A relatora do Grupo do PPE para o processo, Lídia Pereira, sublinhou que o resultado “é um sinal claro de que a Europa continua a liderar na transição climática” e que este voto “mantém viva a neutralidade carbónica em 2050”.
Lídia Pereira recorda que “Foi difícil conseguir o voto favorável na Comissão de Ambiente, mas foi possível. E hoje provámos que o Parlamento continua capaz de construir soluções equilibradas. Conseguimos unir ambição e realismo, mantendo a Europa na linha da frente da ação climática mundial”.

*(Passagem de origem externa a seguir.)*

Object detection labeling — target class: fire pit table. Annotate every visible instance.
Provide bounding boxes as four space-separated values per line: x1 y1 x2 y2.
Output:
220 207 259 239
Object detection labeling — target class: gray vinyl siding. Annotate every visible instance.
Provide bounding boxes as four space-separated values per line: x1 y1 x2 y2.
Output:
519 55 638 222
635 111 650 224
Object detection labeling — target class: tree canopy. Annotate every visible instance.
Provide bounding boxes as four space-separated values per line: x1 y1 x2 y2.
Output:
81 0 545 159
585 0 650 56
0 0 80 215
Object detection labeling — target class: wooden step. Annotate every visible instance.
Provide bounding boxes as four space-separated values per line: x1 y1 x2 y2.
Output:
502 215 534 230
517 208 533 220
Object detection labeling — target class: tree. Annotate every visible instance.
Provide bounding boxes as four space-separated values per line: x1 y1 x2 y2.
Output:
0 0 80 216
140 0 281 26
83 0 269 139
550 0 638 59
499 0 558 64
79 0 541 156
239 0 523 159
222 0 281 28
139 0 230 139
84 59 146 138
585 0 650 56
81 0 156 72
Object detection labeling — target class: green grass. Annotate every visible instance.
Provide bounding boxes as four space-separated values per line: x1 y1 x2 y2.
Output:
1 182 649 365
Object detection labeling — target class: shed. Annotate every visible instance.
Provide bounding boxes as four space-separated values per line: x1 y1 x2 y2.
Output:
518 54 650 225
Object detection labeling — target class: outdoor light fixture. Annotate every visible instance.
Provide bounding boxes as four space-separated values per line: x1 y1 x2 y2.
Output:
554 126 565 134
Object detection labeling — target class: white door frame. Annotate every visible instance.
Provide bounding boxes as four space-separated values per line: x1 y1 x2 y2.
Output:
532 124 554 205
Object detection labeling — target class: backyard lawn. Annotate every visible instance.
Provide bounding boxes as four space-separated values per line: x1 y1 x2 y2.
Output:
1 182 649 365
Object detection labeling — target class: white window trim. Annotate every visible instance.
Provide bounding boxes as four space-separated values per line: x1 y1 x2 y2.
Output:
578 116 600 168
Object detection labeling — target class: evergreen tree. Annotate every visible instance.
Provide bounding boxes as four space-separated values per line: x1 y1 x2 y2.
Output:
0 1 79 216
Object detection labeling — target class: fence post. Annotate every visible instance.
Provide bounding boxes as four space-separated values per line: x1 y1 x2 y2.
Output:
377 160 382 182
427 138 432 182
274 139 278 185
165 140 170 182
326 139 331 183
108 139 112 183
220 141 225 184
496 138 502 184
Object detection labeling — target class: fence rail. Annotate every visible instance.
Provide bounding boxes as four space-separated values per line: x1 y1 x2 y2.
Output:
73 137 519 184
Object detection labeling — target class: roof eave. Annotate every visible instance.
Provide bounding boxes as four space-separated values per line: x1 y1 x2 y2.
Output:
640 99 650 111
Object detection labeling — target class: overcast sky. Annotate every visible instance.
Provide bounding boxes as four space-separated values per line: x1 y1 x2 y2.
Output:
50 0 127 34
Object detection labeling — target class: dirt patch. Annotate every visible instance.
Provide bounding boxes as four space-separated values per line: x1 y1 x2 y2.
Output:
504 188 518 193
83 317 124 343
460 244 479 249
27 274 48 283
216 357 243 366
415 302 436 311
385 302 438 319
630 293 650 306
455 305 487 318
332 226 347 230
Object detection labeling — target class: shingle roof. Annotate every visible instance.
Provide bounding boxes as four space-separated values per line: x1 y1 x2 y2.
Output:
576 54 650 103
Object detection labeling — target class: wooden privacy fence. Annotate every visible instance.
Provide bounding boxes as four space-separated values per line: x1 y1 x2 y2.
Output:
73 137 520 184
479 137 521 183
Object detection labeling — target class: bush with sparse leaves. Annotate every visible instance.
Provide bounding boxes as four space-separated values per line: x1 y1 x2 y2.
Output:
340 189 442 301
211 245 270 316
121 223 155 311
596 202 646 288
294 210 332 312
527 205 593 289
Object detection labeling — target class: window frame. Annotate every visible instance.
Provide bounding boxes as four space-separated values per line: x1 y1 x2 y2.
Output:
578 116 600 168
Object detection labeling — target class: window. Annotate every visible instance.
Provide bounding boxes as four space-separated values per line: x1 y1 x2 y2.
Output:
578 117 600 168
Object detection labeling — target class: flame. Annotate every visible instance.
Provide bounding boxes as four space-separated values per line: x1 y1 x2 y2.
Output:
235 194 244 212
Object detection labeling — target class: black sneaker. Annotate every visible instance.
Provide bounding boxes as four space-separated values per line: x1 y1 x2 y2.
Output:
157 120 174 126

A proposta aprovada reforça a meta de redução de 90% das emissões até 2040, face aos níveis de 1990, introduzindo mecanismos de flexibilidade, justiça e avaliação económica. Esta meta mantém a trajetória de descarbonização europeia, mas permite o uso de até 5% de créditos de carbono internacionais, em conformidade com as disposições previstas no Acordo de Paris.
Na prática, isto significa que a redução doméstica (europeia) efetiva deverá alcançar os 85%, podendo os restantes 5% ser compensados através de projetos de redução de emissões noutros países.

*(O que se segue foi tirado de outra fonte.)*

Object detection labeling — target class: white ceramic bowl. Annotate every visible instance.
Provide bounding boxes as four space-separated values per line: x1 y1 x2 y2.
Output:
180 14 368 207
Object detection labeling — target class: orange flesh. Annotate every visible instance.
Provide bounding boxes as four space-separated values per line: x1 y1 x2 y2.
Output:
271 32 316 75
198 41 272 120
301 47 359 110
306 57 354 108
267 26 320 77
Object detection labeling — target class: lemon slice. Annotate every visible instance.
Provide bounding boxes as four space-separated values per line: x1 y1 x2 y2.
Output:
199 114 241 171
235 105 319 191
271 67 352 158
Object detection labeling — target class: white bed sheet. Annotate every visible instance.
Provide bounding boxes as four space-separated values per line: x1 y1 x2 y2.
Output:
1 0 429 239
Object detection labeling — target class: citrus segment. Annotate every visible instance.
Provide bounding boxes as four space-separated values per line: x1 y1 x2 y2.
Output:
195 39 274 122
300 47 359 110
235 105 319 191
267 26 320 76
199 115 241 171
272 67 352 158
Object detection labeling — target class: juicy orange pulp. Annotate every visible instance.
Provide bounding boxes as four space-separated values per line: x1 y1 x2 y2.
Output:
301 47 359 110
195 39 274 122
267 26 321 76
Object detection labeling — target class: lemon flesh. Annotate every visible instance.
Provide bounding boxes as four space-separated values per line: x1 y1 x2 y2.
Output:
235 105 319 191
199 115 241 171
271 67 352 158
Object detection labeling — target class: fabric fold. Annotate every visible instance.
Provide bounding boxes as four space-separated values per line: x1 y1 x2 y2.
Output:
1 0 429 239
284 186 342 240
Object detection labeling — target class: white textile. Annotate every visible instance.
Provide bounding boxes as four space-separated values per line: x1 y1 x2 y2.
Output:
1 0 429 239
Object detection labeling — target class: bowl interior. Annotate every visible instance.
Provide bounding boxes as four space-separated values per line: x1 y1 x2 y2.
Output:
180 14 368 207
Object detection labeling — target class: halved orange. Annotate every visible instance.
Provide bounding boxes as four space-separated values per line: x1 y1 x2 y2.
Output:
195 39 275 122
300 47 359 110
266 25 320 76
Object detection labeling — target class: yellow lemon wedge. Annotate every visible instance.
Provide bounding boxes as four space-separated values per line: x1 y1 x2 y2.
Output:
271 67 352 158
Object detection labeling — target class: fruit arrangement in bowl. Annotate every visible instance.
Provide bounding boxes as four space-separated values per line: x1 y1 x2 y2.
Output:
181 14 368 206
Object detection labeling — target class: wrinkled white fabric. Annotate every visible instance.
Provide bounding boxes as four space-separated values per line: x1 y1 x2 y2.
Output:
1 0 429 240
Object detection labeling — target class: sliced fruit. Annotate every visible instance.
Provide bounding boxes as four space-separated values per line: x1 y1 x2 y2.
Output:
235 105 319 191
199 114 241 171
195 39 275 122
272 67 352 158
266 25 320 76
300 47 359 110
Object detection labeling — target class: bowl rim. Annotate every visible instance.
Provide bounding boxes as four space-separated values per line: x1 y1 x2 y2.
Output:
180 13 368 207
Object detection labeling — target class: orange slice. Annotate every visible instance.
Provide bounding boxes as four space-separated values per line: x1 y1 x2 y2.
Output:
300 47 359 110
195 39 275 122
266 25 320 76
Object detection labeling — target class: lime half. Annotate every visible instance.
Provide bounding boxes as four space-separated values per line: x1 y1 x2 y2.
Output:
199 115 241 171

Entre as medidas complementares, destacam-se a criação de um mercado piloto de créditos climáticos entre 2031 e 2035 e uma cláusula de revisão que acompanha impactos socioeconómicos, competitividade industrial e avanços tecnológicos.

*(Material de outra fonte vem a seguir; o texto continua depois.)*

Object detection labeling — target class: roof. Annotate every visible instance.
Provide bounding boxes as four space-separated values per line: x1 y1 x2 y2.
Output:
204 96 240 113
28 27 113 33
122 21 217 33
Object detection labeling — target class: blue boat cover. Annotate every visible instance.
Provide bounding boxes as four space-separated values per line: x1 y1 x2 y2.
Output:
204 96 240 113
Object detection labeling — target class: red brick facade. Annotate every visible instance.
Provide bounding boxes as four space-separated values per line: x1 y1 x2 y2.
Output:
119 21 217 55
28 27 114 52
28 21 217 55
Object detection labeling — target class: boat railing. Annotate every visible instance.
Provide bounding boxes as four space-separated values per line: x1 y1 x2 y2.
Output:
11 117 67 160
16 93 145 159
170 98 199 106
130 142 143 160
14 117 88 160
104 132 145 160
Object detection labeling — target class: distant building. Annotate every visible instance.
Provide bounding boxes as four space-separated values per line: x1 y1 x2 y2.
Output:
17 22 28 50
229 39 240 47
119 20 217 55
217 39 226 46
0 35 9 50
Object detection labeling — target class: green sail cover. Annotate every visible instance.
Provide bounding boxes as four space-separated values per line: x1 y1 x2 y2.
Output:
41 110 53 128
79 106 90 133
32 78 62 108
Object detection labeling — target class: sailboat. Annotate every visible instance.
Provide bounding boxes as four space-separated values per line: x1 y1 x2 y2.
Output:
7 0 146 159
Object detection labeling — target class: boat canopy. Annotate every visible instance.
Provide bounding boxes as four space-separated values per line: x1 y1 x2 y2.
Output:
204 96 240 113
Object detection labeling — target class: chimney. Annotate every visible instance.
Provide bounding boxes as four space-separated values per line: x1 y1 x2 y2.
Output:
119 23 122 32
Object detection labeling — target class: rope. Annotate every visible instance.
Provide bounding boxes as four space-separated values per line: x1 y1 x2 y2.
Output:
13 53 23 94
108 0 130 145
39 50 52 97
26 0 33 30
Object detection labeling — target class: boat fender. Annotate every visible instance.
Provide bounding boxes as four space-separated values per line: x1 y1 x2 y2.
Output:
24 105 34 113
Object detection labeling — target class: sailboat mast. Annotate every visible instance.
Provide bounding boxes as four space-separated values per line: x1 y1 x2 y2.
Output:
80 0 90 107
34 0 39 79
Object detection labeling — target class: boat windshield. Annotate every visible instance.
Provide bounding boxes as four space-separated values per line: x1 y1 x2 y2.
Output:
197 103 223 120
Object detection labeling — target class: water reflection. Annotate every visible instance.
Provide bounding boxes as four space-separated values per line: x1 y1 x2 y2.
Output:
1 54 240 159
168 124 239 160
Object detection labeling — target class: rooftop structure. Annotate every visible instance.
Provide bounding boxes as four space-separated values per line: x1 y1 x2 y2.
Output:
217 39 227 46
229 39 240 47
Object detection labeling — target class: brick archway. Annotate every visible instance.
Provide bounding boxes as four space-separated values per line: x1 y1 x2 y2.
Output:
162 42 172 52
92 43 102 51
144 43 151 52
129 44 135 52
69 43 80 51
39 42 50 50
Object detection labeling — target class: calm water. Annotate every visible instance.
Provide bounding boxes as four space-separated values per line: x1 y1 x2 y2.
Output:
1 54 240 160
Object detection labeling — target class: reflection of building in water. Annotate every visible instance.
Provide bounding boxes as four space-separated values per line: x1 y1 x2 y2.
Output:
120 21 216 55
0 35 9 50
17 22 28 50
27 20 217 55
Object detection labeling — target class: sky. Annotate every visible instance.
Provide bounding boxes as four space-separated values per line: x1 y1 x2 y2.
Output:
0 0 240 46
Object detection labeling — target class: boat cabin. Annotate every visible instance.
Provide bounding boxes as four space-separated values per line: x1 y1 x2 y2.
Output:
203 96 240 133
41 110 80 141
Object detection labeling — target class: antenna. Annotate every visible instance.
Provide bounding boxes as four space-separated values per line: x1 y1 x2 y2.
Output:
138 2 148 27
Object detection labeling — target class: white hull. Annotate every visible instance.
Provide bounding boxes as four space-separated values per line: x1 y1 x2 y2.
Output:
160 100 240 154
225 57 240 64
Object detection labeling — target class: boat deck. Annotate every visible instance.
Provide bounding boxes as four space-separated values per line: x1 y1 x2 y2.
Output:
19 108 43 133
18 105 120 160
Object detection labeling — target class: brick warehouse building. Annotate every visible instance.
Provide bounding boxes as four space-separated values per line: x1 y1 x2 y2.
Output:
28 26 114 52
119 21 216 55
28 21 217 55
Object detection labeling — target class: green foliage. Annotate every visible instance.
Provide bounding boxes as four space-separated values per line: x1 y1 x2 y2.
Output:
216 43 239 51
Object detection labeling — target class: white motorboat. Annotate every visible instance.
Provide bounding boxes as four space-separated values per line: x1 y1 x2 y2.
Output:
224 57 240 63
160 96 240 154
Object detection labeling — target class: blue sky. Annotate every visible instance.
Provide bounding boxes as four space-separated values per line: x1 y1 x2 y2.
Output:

A votação foi realizada sob procedimento de voto secreto, a pedido das forças políticas de extrema-direita, que têm vindo a recorrer a esta prática para explorar divisões internas entre os grupos parlamentares. A este respeito, Lídia Pereira sublinha que “o Partido Popular Europeu demonstrou ser o partido charneira do Parlamento, capaz de reunir consensos alargados e garantir estabilidade política mesmo em matérias altamente sensíveis, onde fatores económicos, energéticos e geopolíticos têm dividido delegações nacionais e Estados-Membros”.
Lídia Pereira salientou ainda que este voto reforça o mandato do Parlamento Europeu na COP30, que decorre no Brasil desde 10 de novembro, e onde a eurodeputada do PSD preside à Delegação do Parlamento Europeu.
“Este resultado dá-nos força política para negociar em Belém. A União Europeia apresenta-se na COP30 com ambição, estabilidade e liderança e, assim, com um Parlamento que acredita firmemente que a neutralidade carbónica é essencial para a prosperidade europeia, para a segurança energética e para proteger o planeta que deixaremos às gerações futuras.”